Can you retap? Depends on whether there is damage to the boom at the holes. If they are ripped, no, you can't.
Also, if the boom end can come off, the topping lift fitting COULD be bolted, and the first reef cheek block might also. Doubt any others could- too far forward to reach
There is a way to fix the buntline so you can untie it. Check this link to see both.
http://3.bp.blogspot.com/--KIVs_B9Rc0/UFPVq_PabCI/AAAAAAAAAS4/Ww-2T8C21Fo/s1600/Buntline.jpg (http://3.bp.blogspot.com/--KIVs_B9Rc0/UFPVq_PabCI/AAAAAAAAAS4/Ww-2T8C21Fo/s1600/Buntline.jpg)
Kewl- something new. Never thought about slipping it. Wouldn't want to do that for a halyard, but for many purposes it would be great.
For my set up, I'm lucky enough that the pad eyes and cheek blocks line up so that they are bolted on. Next best would be properly tapped machine screws. You are correct that wood screws are a very poor solution.

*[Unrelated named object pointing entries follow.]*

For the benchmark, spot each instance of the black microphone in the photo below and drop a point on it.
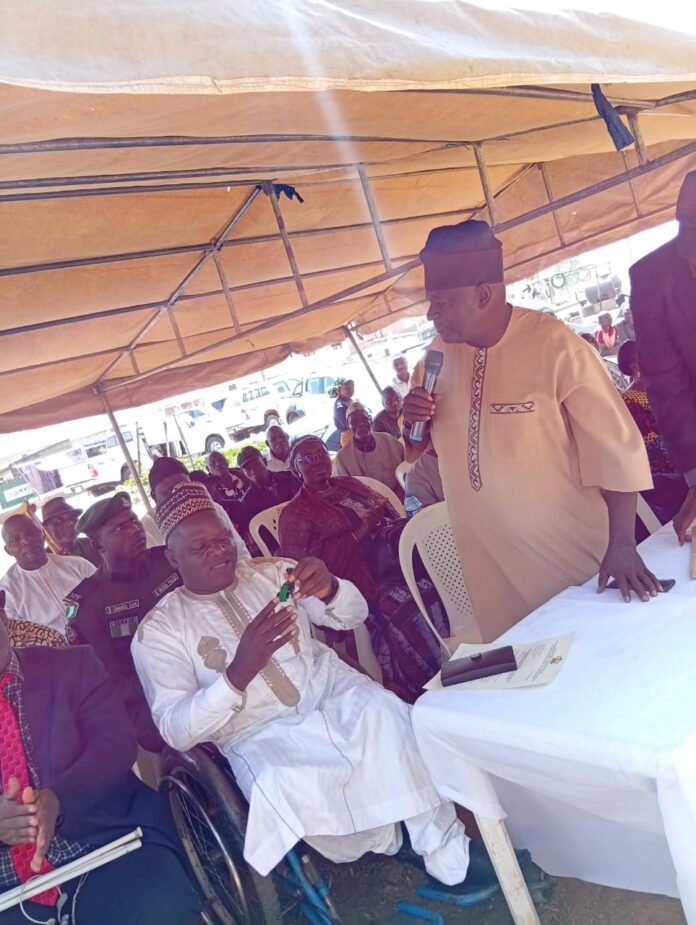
(433, 367)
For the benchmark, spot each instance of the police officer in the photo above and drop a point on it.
(104, 611)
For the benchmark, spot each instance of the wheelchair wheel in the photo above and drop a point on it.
(210, 815)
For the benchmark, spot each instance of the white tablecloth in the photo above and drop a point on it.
(596, 772)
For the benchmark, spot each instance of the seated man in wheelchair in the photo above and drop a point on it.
(66, 751)
(321, 752)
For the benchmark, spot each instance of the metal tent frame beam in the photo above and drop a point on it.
(341, 296)
(551, 207)
(190, 276)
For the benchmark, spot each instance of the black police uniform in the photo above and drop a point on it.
(104, 611)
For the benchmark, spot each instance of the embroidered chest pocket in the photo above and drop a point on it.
(513, 429)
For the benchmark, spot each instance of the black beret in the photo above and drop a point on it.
(247, 454)
(102, 512)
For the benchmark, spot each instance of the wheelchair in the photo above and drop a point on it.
(210, 813)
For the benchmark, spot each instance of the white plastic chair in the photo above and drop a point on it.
(430, 532)
(401, 471)
(381, 489)
(647, 515)
(268, 519)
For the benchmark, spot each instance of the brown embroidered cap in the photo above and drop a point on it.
(186, 499)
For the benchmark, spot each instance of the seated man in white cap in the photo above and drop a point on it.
(37, 583)
(374, 455)
(321, 752)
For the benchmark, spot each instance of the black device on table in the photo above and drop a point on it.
(666, 583)
(478, 665)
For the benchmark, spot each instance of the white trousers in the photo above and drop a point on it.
(436, 835)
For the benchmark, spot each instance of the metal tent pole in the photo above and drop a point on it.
(126, 452)
(356, 346)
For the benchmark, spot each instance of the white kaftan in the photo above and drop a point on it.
(37, 595)
(320, 751)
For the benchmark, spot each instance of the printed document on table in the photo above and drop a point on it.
(537, 663)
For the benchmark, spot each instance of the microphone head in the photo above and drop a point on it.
(433, 362)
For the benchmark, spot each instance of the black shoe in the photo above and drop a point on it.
(481, 876)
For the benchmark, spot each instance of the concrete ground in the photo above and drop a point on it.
(366, 893)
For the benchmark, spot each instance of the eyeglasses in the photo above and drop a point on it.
(311, 459)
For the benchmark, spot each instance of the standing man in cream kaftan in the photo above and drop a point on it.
(539, 458)
(320, 751)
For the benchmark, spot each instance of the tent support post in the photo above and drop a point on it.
(341, 296)
(124, 449)
(363, 359)
(174, 297)
(486, 184)
(285, 237)
(549, 196)
(638, 135)
(226, 290)
(374, 215)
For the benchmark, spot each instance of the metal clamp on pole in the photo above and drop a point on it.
(124, 449)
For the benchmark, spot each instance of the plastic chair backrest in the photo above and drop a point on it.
(381, 489)
(430, 532)
(401, 471)
(268, 519)
(645, 513)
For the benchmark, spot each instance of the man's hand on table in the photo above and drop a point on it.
(47, 806)
(18, 822)
(267, 632)
(622, 562)
(685, 516)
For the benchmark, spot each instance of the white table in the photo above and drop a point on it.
(596, 772)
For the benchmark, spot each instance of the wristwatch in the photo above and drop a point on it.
(333, 592)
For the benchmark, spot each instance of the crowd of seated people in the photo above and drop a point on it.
(355, 531)
(669, 486)
(115, 612)
(187, 642)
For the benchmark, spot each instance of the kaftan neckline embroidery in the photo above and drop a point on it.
(478, 376)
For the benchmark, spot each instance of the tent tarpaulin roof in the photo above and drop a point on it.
(147, 246)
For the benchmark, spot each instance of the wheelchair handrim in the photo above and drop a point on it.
(203, 875)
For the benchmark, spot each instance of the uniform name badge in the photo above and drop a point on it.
(127, 626)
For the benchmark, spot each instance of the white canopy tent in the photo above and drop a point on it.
(152, 241)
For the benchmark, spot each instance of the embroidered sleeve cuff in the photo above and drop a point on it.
(222, 696)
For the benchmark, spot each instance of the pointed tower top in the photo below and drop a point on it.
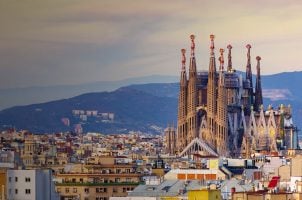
(192, 37)
(183, 59)
(230, 58)
(212, 47)
(248, 46)
(221, 60)
(258, 58)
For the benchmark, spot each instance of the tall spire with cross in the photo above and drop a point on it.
(258, 88)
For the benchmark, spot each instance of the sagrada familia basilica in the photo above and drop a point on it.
(221, 112)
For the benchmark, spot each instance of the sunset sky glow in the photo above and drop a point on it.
(55, 42)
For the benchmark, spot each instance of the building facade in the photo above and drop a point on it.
(221, 111)
(30, 185)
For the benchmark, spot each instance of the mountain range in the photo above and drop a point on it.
(137, 107)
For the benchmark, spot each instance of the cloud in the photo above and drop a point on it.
(55, 41)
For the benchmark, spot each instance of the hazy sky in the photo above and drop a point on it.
(52, 42)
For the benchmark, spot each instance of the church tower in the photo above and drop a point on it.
(192, 96)
(211, 96)
(258, 88)
(182, 104)
(248, 83)
(221, 118)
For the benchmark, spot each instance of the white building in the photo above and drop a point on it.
(30, 185)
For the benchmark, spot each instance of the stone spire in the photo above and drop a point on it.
(183, 77)
(230, 67)
(192, 95)
(221, 117)
(211, 95)
(248, 74)
(258, 88)
(182, 102)
(249, 78)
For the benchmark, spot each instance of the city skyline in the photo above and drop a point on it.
(55, 42)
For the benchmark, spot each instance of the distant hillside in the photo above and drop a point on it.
(31, 95)
(133, 110)
(145, 107)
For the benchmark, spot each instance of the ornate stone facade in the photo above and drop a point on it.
(224, 111)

Best goop for fasteners is Tef Gel. In this 20 year old boat, I have many SS fasteners in my aluminum mast with no sign of corrosion at all. It's expensive, but you need very little of the stuff. Lanocote or other varieties of anhydrous lanolin are also great options.
Slipping any knot is always a good option to make it easy to untie, but I don't like to do it where security is a bigger priority. Buntline hitches often need a marlinspike to pry them apart, but their security and compactness are unbeatable. One of the knots everyone should know, IMHO.

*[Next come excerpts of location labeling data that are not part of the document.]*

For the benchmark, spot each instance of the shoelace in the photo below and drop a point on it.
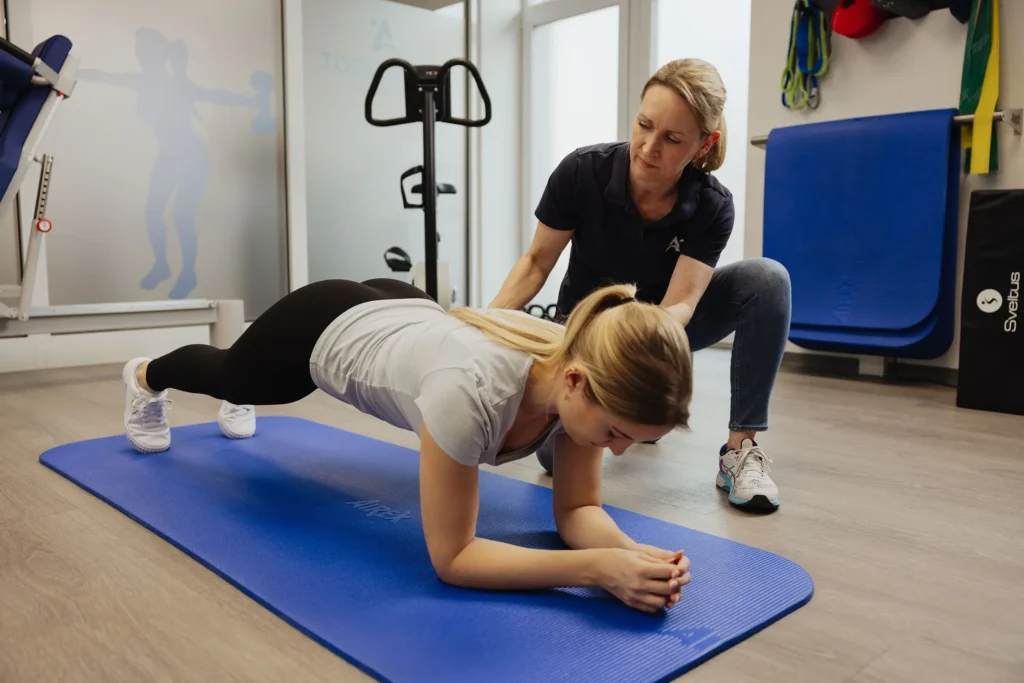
(755, 459)
(150, 410)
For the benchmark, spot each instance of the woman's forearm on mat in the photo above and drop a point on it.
(495, 565)
(590, 526)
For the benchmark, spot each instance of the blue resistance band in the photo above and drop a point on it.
(808, 56)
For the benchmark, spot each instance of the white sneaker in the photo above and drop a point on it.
(237, 421)
(145, 415)
(743, 472)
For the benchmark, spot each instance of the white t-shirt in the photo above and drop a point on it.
(402, 359)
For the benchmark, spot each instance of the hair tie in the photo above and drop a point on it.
(620, 302)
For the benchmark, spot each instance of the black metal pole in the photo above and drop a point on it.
(430, 191)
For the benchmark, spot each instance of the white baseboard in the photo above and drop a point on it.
(48, 351)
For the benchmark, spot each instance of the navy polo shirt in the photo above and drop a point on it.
(589, 194)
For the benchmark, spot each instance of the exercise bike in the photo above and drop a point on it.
(428, 100)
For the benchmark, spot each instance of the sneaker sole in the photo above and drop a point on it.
(759, 503)
(233, 435)
(142, 449)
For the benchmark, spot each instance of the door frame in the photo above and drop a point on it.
(636, 53)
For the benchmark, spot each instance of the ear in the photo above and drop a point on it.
(574, 378)
(709, 143)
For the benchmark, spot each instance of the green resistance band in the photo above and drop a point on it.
(808, 56)
(980, 62)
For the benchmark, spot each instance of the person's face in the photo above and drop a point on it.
(589, 424)
(666, 137)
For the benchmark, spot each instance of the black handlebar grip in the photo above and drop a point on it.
(17, 51)
(479, 85)
(387, 63)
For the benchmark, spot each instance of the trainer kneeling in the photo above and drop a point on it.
(649, 212)
(478, 387)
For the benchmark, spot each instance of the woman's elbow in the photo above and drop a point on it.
(445, 565)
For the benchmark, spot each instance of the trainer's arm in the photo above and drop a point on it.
(450, 501)
(530, 271)
(577, 499)
(689, 281)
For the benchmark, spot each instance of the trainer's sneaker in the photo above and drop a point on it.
(743, 472)
(145, 414)
(237, 421)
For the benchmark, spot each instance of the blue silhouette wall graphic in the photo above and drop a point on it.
(166, 102)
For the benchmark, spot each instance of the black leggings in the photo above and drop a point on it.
(269, 364)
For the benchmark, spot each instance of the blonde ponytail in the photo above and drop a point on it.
(635, 354)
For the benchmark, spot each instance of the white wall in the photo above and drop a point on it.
(499, 219)
(905, 66)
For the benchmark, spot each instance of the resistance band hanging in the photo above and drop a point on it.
(807, 58)
(980, 88)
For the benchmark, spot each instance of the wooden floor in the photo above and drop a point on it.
(905, 510)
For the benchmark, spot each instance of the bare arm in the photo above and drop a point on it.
(449, 494)
(577, 498)
(530, 271)
(689, 281)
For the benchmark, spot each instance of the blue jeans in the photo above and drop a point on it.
(753, 299)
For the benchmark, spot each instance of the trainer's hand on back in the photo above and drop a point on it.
(643, 582)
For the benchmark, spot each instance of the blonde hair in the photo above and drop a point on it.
(635, 355)
(698, 83)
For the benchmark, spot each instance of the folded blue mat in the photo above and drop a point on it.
(864, 213)
(322, 526)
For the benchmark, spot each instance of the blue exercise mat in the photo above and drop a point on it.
(863, 213)
(322, 526)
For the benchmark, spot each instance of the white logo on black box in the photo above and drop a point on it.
(989, 301)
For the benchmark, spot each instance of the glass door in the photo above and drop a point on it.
(571, 97)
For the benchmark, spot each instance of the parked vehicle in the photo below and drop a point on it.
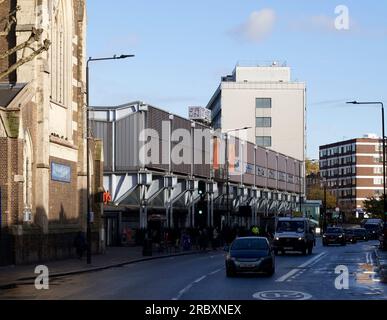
(294, 234)
(250, 255)
(350, 236)
(334, 236)
(361, 234)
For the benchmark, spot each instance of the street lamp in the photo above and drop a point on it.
(384, 152)
(88, 229)
(227, 170)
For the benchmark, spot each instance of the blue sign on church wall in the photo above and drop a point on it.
(60, 172)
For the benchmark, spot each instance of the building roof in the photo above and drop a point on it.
(8, 92)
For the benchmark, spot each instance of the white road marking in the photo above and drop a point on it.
(214, 272)
(304, 265)
(200, 279)
(187, 288)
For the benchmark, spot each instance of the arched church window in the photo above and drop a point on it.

You do need an outhaul component to secure the clew. I'd imagine doing a loop around the boom secured with a buntline hitch, running up to the clew, then down the other side and through the loop and back to an attachment point aft on the boom. Then tension the whole thing up well, making sure that the loop was tied between the right slides so that it's not pressing against any of them. Experiment in fair weather, of course. I haven't tried this, yet, as the third reef is brand new, to me.
Quote from: CharlieJ on September 14, 2012, 06:22:27 PM
......Also, if the boom end can come off, the topping lift fitting COULD be bolted, and the first reef cheek block might also. Doubt any others could- too far forward to reach
Seize a wrench to a long enough piece of pipe or bar.
Lightly tape the nut into the wrench.
When you tighten the bolt from the outside, the wrench will hold the nut in place and the bolt should push the tape off the the backside of the wrench.
Wiggle wrench until it comes off nut.
Warning: Doesn't work worth a poop if you're on your own....... ;D
One trick that avoids permanent rigging of the third reef line is to rig a very small diameter messenger line through the third reef clew fitting.
When the second reef is put in, you can use this messenger line to pull the actually reefing line for the third reef and have it ready to go if the third reef is needed. If conditions abate to the point where the second reef comes out, simply pull out the third reef line (still attached to the light messenger) out leaving the messenger in place.
I got this idea from a "Heavy Weather Sailing" video.